Still, it took some doing. As our plates get cleared away, Elba recalls one scene in particular, in which he had to march into a movie theatre in Soweto and call the crowd to arms. It was a real crowd, a real theatre, full of 600 real Sowetans, most of whom had seen Mandela speak in person many times. Chadwick had them all fired up. “We’re going to shoot this scene now…” he told them. “Mandela’s coming soon. Be ready.”
Meanwhile, Idris waited outside the doors for the green light. “We did our final checks, and then me and my troops walked in. ANC — boom! I had the haircut. Pa-pow! Young Mandela at his prime! I was fucking nervous, because this was Soweto — that’s like someone playing Jay Z going into Brooklyn, and he’s not even from Brooklyn! But I’m telling you, man — people were crying. First take, I’m not even joking. First they were like, ‘It’s Idris Elba’. Then, ‘It’s Idris Elba playing Madiba’ [Mandela’s clan name]. Then it’s like, ‘Shit — it’s Madiba!’ It was so layered.”
“What about when you did that speech in the town square!” Brett says.
“Yeah, I had to fucking prepare those speeches, man,” says Elba. “These weren’t just lines. This man did this shit!”

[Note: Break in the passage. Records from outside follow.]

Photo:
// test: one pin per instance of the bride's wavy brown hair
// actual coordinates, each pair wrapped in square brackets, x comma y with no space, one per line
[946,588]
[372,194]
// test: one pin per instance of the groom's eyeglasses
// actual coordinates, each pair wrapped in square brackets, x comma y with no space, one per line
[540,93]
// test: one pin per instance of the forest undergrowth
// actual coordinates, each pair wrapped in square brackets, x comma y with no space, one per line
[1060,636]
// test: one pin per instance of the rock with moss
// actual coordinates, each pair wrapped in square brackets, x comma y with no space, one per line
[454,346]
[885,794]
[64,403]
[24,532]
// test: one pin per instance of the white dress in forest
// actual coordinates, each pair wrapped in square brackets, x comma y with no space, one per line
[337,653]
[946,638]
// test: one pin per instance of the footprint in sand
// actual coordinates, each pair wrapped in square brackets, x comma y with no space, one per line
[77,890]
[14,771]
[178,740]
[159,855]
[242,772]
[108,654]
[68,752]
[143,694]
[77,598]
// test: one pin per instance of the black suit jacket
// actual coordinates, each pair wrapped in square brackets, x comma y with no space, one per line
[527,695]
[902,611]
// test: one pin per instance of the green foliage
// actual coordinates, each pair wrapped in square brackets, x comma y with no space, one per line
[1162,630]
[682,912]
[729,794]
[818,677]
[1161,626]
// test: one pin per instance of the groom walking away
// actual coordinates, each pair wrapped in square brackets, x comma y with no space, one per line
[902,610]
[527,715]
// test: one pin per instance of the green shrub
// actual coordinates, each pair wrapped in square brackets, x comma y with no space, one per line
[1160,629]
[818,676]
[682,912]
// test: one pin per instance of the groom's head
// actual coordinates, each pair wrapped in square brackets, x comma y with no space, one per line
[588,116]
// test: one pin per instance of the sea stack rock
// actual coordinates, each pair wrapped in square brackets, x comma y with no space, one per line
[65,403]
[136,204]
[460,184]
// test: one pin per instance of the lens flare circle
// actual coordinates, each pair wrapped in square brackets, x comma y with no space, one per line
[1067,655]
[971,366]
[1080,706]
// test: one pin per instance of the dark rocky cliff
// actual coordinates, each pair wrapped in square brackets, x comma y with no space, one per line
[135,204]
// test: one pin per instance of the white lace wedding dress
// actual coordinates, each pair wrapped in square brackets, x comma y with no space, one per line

“For some people, that was their Constitution, man,” Brett says. “Remember the South African actors were all like this.” He puts his hands together in a gesture of prayer. Brett’s like Drew (Bundini) Brown in Muhammad Ali’s camp — the guy who came up with “floats like a butterfly…” — a classic cheerleader.
The waiter’s whispering to Oronde: there are paparazzi outside, so they’d best leave through the back. But wait, Elba’s not finished.
“I got to tell you something, man, as arrogant as this might sound, I actually don’t care what the press think. Because as a memoir to Mr Mandela, this film is one of the greatest gifts I think we can give to the Mandela family.”
“Has he seen it?” I ask.
“He’s seen parts. One of the scenes is a long shot of me walking up this hill and giving a speech. Anant showed him on an iPad. And he thought it was him walking up the hill.”
“Are you serious, dude?” Brett says, open-mouthed.
“Yeah, he’s hearing the speech and he’s like…” And for a glimmer, Elba does the accent, the gravelly South African brogue. “Is that me?”
Brett’s clapping his hands now. “Woooah! Man, this dude channels him. This cat, I don’t know if I want to be arrround this motherfucker when this movie drops!”
Idris is beaming. “For me, that’s it. Game over. Take your potshots. I’m happy, no matter what.”